私たちは、湊長博総長が京都大学のサイトに掲載した「総長メッセージ」で京大の教育の伝統として記した「自らに課題を課し自学自習によりその解決に向け努力することを促すことによって学生の創造的精神の涵養をはかる」に賛同します。そして、その実践の場の一つとして学生寮があると考えています。
吉田寮では、1913年より111年間にわたって現在の地で学生が生活を共にしてきました。寮運営を大学との対話を重ねながら学生自らが担うことで、多くのことを学び自らの糧としてきました。現在そして将来においても、福利厚生と教育の場として、その存在は大きな意義があると考えております。さらにいえば、吉田寮現棟と食堂は木造現存最古の学生寮であるとともに、旧制第三高等学校の建物の一部を引き継ぐ京大最古の建造物の一つであり、文化財建造物としてかけがえのない価値を有しており、補修と保全は急務の課題となっております。

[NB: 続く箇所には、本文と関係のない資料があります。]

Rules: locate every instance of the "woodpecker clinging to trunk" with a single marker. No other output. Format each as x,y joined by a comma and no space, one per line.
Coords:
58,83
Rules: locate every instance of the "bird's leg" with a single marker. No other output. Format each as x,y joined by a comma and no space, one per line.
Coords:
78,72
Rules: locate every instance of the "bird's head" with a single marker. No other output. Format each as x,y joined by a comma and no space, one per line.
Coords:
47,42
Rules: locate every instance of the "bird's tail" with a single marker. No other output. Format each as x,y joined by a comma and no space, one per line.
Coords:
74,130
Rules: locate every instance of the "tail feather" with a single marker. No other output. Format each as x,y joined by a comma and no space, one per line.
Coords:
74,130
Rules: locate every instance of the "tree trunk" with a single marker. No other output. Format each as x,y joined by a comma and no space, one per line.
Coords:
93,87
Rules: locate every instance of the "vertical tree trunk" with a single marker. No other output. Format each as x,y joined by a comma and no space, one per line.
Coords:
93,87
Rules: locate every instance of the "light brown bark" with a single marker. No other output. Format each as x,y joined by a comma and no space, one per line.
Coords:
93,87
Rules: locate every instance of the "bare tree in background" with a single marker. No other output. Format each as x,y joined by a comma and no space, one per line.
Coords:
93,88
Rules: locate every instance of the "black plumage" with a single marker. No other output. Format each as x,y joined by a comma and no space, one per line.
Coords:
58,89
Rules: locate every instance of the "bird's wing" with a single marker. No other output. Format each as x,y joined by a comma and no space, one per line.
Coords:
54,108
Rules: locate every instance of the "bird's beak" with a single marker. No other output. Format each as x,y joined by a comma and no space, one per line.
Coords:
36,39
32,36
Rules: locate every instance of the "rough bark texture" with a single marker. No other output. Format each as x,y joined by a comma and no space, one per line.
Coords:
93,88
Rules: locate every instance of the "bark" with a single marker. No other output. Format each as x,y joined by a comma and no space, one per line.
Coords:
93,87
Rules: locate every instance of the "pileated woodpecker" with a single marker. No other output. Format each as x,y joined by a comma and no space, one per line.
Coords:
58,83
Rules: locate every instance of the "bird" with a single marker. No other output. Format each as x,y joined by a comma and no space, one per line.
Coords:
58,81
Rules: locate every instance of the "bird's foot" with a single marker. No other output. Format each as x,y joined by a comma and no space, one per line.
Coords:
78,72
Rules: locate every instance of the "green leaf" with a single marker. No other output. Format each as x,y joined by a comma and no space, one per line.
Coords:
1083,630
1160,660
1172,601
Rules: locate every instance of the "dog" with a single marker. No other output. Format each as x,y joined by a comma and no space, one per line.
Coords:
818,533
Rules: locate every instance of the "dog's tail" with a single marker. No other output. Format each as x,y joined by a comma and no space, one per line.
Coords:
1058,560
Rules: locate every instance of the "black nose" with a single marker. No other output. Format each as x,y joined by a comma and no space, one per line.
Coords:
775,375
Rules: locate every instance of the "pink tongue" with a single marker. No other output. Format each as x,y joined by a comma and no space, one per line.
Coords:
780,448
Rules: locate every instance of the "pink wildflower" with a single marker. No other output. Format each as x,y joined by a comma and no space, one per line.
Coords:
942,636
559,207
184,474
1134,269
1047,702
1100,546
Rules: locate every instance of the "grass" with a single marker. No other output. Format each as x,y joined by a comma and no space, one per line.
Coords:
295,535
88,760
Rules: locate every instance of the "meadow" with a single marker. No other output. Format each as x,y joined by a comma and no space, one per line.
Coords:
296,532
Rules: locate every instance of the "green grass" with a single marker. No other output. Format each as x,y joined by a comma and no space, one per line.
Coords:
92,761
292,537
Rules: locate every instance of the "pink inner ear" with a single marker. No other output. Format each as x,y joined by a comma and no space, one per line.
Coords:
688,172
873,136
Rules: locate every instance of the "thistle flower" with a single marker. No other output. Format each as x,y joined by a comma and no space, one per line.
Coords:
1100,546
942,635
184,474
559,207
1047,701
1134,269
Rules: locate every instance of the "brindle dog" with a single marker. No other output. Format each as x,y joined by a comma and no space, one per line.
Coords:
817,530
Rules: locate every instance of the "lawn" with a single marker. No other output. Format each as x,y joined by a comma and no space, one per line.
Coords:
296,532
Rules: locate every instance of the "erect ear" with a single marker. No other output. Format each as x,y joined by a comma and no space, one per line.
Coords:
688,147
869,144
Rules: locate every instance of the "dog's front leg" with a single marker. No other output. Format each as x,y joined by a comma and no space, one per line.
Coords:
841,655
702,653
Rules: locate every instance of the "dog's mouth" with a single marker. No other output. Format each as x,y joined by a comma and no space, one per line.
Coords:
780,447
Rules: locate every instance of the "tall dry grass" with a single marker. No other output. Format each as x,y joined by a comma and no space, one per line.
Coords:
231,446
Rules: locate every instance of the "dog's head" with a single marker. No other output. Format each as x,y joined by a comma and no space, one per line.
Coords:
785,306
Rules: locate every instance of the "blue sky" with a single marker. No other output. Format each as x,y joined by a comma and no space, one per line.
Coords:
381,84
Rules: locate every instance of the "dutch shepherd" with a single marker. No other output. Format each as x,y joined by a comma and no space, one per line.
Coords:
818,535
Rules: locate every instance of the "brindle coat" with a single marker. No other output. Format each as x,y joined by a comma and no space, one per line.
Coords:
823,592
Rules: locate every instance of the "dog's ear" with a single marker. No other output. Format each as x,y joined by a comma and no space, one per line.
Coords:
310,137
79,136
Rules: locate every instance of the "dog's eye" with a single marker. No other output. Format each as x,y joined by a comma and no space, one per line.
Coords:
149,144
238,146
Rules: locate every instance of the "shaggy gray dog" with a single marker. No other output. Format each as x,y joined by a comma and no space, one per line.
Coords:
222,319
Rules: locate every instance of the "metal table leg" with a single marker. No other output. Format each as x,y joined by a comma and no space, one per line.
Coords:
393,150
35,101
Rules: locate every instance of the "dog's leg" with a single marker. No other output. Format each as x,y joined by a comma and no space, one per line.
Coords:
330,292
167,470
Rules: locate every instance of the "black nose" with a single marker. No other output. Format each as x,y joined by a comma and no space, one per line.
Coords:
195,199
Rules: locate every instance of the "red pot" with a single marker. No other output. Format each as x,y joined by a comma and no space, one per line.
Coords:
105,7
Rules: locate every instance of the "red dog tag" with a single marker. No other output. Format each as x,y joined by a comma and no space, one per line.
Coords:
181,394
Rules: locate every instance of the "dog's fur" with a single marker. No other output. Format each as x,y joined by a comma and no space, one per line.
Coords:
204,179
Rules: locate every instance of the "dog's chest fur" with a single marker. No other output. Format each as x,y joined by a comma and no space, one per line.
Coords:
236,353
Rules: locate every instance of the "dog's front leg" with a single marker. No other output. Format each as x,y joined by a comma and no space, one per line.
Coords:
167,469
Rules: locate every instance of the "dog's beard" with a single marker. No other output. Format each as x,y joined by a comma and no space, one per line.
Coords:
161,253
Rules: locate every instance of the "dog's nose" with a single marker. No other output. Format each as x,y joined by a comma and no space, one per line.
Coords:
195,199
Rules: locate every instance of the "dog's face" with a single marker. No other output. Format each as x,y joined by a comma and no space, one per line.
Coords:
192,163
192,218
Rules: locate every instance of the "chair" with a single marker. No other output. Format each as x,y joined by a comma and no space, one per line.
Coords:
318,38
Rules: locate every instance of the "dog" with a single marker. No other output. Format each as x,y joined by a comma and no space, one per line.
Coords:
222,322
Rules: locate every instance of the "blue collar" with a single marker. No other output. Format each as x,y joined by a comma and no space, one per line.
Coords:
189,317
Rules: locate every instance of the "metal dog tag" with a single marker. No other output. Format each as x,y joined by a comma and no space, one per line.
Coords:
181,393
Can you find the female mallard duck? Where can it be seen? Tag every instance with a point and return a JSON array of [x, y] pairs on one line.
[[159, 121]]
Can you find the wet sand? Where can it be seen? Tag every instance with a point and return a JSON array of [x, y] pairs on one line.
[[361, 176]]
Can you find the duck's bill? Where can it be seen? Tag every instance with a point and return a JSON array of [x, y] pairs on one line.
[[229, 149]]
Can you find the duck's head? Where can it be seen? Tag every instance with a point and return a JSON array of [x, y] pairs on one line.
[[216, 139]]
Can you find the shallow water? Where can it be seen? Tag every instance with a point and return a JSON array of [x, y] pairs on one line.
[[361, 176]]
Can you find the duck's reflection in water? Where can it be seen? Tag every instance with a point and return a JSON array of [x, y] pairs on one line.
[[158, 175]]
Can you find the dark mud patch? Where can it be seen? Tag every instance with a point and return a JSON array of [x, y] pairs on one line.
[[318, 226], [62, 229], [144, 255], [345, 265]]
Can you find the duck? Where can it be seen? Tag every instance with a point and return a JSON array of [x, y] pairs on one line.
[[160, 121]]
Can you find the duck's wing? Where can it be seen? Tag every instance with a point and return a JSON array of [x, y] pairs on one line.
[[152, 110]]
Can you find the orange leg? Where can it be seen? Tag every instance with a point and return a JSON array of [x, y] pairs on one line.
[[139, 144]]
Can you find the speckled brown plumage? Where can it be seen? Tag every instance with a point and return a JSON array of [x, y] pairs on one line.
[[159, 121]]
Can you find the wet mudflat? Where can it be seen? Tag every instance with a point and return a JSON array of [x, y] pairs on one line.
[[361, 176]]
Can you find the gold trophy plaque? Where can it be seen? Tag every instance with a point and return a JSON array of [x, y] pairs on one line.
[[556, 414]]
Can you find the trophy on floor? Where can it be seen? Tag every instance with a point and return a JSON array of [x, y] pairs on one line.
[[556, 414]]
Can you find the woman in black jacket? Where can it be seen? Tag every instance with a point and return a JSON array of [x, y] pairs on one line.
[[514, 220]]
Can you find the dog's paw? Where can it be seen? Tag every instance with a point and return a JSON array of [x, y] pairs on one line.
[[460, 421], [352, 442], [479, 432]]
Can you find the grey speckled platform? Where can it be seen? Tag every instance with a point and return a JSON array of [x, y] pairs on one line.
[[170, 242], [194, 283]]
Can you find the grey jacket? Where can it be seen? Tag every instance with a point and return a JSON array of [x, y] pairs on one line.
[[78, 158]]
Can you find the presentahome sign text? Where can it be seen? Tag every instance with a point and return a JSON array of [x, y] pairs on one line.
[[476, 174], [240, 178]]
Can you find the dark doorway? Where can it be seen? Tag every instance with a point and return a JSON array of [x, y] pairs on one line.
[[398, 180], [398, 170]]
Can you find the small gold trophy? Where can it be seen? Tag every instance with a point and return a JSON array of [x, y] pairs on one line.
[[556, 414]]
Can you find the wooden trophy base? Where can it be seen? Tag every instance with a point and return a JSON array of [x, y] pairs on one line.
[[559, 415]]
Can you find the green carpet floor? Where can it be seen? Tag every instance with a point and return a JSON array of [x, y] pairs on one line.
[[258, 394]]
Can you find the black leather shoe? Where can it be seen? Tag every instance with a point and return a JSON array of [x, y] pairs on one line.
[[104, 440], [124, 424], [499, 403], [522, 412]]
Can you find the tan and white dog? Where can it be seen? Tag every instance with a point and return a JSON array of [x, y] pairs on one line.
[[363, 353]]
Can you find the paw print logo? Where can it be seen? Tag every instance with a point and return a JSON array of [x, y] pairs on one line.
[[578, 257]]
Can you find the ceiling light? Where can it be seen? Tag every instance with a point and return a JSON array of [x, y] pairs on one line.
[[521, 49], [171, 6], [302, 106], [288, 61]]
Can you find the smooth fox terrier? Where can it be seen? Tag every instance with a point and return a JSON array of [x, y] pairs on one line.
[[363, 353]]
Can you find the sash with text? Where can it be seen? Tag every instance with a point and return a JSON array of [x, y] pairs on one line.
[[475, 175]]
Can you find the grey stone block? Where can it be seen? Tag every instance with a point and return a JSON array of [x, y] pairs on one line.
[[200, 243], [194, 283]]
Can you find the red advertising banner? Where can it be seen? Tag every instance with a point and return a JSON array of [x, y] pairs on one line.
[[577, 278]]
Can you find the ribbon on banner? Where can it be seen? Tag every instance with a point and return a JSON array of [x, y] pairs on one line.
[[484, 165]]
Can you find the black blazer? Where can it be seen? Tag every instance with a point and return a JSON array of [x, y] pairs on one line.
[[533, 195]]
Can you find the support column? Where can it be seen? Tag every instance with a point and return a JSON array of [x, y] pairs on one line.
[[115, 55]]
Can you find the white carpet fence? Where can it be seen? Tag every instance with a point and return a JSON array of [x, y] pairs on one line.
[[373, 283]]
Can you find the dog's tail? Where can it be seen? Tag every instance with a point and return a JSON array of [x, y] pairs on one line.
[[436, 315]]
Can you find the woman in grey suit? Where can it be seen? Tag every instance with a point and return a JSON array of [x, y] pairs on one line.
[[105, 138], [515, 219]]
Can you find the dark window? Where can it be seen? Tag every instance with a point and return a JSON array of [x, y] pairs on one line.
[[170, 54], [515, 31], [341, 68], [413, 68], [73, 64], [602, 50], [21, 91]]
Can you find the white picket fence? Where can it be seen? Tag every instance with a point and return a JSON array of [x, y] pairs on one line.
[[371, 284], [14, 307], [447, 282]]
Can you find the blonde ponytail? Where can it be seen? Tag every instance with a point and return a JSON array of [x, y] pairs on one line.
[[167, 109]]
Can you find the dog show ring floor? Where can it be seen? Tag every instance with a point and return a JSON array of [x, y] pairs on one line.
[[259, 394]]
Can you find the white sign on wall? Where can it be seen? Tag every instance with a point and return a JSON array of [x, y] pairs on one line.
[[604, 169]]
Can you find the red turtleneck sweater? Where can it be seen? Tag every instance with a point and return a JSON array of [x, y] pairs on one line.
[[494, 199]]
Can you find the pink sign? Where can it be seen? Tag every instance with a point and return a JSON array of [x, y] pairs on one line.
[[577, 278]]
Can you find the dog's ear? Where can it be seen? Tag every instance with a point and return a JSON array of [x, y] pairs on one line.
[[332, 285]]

しかしながら貴大学は、これまで重ねてきた吉田寮自治会との話し合いを打ち切り、寮生に対して2019年4月に吉田寮現棟と食堂の明け渡しを求める訴訟を起こしました。大学と自治会が真摯な話し合いによって積み上げてきた合意を一方的に破棄して法的手段に訴えることは、学寮の意義を否定するだけでなく、学生を守り育てるという大学の責任を放棄するものであり、認められるものではありません。
京都地裁は今年2月16日に、居住する寮生14人について明け渡し請求を棄却する判決を出しました。そして、その判決の趣旨は、吉田寮自治会と京大との間で交わされた確約書が有効であったこと、吉田寮は寮自治会によって自主運営されてきた点に特長があるので代替宿舎(アパート)の提供では代替できないこと、吉田寮現棟は取り壊しが必要な状態とはいえないことなどを認めるものでした。にもかかわらず貴大学は「居住者に明け渡しを求めることが必要」として大阪高裁への控訴に踏み切りました。このことは大変遺憾です。
私たちは訴訟の取り下げと吉田寮自治会との話し合いの再開を大学に繰り返し求めてきました。京大教員有志は、昨年は訴訟の取り下げを求める要望書を、判決後には控訴の断念を求める声明文を湊総長に提出しています。吉田寮自治会が呼びかけた「訴訟の取り下げと話し合いの再開を求めるオンライン署名」には昨年12月の提出時に5800人の賛同が集まるなど、京都大学に方針転換を求める声は学内外で大きなものでした。それにもかかわらず控訴して学生を訴訟の場にとどめる姿勢には、疑問を抱かざるをえません。
貴大学に、吉田寮への対応について以下を申し入れます
一 京都大学が、吉田寮現棟・食堂の明け渡し請求訴訟を取り下げること
二 京都大学が、吉田寮自治会との話し合いを再開し、大学人の英知をもって問題解決への道を探る
こと
三 京都大学が、現棟補修が急務であることを大学として確認し、吉田寮自治会と連携しながら「吉田寮補修委員会」の設置などを進めるなど、早急に現状把握と対策を講じること
四 京都大学が、大学として吉田寮をどのように将来に引き継いで活用していくのかを検討し、学内外に広く表明していただくこと
京都大学は「基本理念」として「対話を根幹として自学自習を促し、卓越した知の継承と創造的精神の涵養につとめる」と定めています。対話が根幹です。世界と社会が揺らぎ、衝突が繰り返されているいまだからこそ、対話が求められています。貴大学が自ら範を示し、学生との対話を通じて、大学としての矜持を学内外に示していただくことを切に願います。
以上の申し入れに回答をいただきたく、よろしくお願いいたします。7月31日までに回答をいただけますでしょうか。申し入れの趣旨について湊総長と國府理事に説明をいたしたく、当会と市民・学生との面会の機会をいただくことも併せてお願い申し上げます。